Boylan wrote in her Medium essay that she was motivated to go public after learning that Cuomo was being considered for the post of United States Attorney General. “Seeing her name float as a potential candidate for the United States’ attorney general – the nation’s top law enforcement official – got me out of the question,” she said.

“In a few tweets, I told the world what a few close friends, family, and my therapist had known for years: Andrew Cuomo abused his power as governor to sexually harass me, as he had done with so many other women, ”she wrote.

“I know some will call my experience trivial. We’re used to powerful men behaving badly when no one is looking. But what does it say about us when everyone is watching and no one is saying anything? ? “

In response to Boylan’s essay, Republican New York MP Elise Stefanik called on Cuomo to step down. “Sexual harassment and sexual abuse in the workplace is not a political issue, it is good and bad. Governor Cuomo must resign immediately,” Stefanik wrote in a statement on Twitter. “… Any elected official who does not immediately call for his resignation is an accomplice.”

Stefanik isn’t the first New York lawmaker to call for Cuomo’s term to end.
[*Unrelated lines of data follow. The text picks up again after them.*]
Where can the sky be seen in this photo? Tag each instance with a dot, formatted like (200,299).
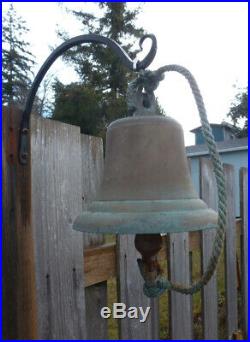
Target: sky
(208,38)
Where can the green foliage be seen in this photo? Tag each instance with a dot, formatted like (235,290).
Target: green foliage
(95,64)
(239,113)
(102,75)
(17,61)
(79,105)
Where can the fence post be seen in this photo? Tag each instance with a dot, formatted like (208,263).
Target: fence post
(209,292)
(130,291)
(181,322)
(95,295)
(56,201)
(244,246)
(19,293)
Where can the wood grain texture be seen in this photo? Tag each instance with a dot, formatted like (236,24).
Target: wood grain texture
(130,292)
(181,322)
(244,247)
(230,255)
(56,201)
(100,261)
(95,292)
(92,170)
(19,297)
(209,292)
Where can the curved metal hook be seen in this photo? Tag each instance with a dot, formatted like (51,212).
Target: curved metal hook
(86,38)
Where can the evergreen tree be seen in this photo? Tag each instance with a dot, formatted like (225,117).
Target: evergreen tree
(239,112)
(17,60)
(99,69)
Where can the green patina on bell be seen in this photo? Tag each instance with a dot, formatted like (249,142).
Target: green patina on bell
(146,186)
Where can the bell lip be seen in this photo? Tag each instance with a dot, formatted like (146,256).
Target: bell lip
(140,206)
(149,119)
(147,222)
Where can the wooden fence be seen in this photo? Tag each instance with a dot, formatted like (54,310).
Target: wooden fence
(56,279)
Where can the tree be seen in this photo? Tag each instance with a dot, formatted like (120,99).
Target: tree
(17,61)
(79,105)
(98,68)
(239,112)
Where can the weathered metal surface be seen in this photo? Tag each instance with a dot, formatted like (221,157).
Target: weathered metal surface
(82,39)
(209,292)
(56,200)
(181,326)
(146,185)
(230,255)
(130,292)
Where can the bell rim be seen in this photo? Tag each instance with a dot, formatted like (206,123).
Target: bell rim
(141,206)
(146,223)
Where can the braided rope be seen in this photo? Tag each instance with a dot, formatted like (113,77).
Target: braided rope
(153,289)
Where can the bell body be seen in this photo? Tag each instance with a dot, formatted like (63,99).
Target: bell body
(146,186)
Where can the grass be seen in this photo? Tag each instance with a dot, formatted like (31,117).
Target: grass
(164,302)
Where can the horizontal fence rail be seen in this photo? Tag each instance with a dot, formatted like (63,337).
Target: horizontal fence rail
(57,280)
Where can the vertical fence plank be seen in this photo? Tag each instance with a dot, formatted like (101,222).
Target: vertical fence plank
(130,287)
(95,295)
(244,246)
(181,326)
(56,201)
(209,292)
(230,255)
(19,298)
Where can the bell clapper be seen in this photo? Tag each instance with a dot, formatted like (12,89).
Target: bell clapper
(149,246)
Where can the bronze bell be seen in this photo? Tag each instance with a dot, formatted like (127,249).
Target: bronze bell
(146,186)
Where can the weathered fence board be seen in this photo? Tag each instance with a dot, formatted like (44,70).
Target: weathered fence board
(56,201)
(130,285)
(181,326)
(209,292)
(230,255)
(19,297)
(244,247)
(95,295)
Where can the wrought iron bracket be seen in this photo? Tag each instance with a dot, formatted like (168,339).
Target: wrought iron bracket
(83,39)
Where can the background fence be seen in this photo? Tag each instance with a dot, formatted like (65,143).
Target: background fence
(55,279)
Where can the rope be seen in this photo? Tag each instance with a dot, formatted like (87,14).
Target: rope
(159,284)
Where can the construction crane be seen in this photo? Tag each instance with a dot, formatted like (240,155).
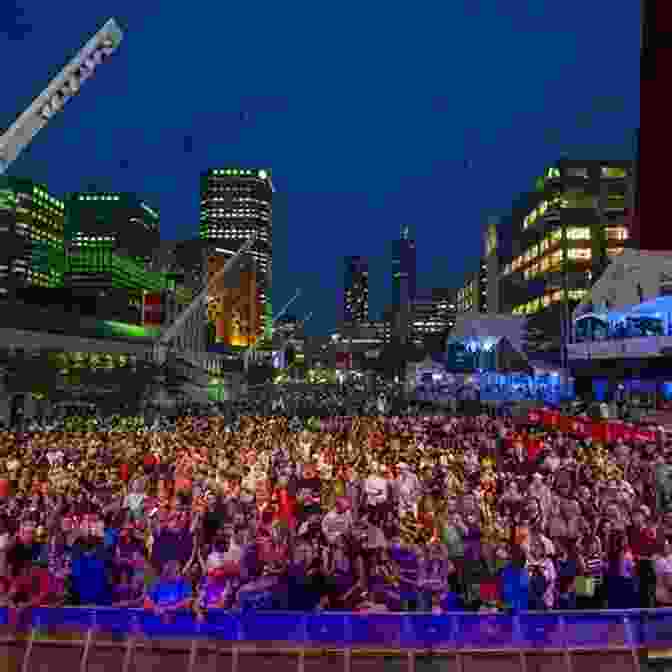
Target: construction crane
(250,351)
(174,330)
(60,90)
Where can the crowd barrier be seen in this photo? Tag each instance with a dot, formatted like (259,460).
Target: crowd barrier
(136,641)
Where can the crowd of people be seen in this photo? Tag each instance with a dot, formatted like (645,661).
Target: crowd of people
(287,510)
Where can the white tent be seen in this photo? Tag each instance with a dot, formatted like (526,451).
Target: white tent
(487,330)
(633,279)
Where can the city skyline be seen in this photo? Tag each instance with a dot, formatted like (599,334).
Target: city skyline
(338,177)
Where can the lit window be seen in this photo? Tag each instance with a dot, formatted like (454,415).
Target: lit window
(578,233)
(617,233)
(613,172)
(579,253)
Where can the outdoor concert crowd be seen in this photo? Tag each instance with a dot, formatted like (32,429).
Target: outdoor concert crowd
(369,513)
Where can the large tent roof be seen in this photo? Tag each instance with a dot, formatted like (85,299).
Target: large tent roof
(635,281)
(489,329)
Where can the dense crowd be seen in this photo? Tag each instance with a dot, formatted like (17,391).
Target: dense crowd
(288,511)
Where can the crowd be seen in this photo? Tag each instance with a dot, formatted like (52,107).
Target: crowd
(287,511)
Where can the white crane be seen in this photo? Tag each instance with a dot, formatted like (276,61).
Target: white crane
(250,351)
(59,91)
(177,328)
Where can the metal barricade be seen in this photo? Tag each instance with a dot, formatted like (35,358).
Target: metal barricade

Congressman Ron Kim is arguing for impeachment, saying the governor threatened him after Kim insisted on his office getting “hidden” data on nursing home deaths during the pandemic.

“This is not about a feud between two people, it is about his continued efforts to implicate other lawmakers with lies and cover up his murderous one-sided policies during this pandemic,” Kim wrote in the New York Daily News. “The governor’s attempt to force me to lie about his administration should be the last straw.”

Brooklyn FBI and Federal Prosecutors have opened an investigation on how Cuomo’s administration treated nursing home residents who contracted COVID-19 in the early months of the pandemic.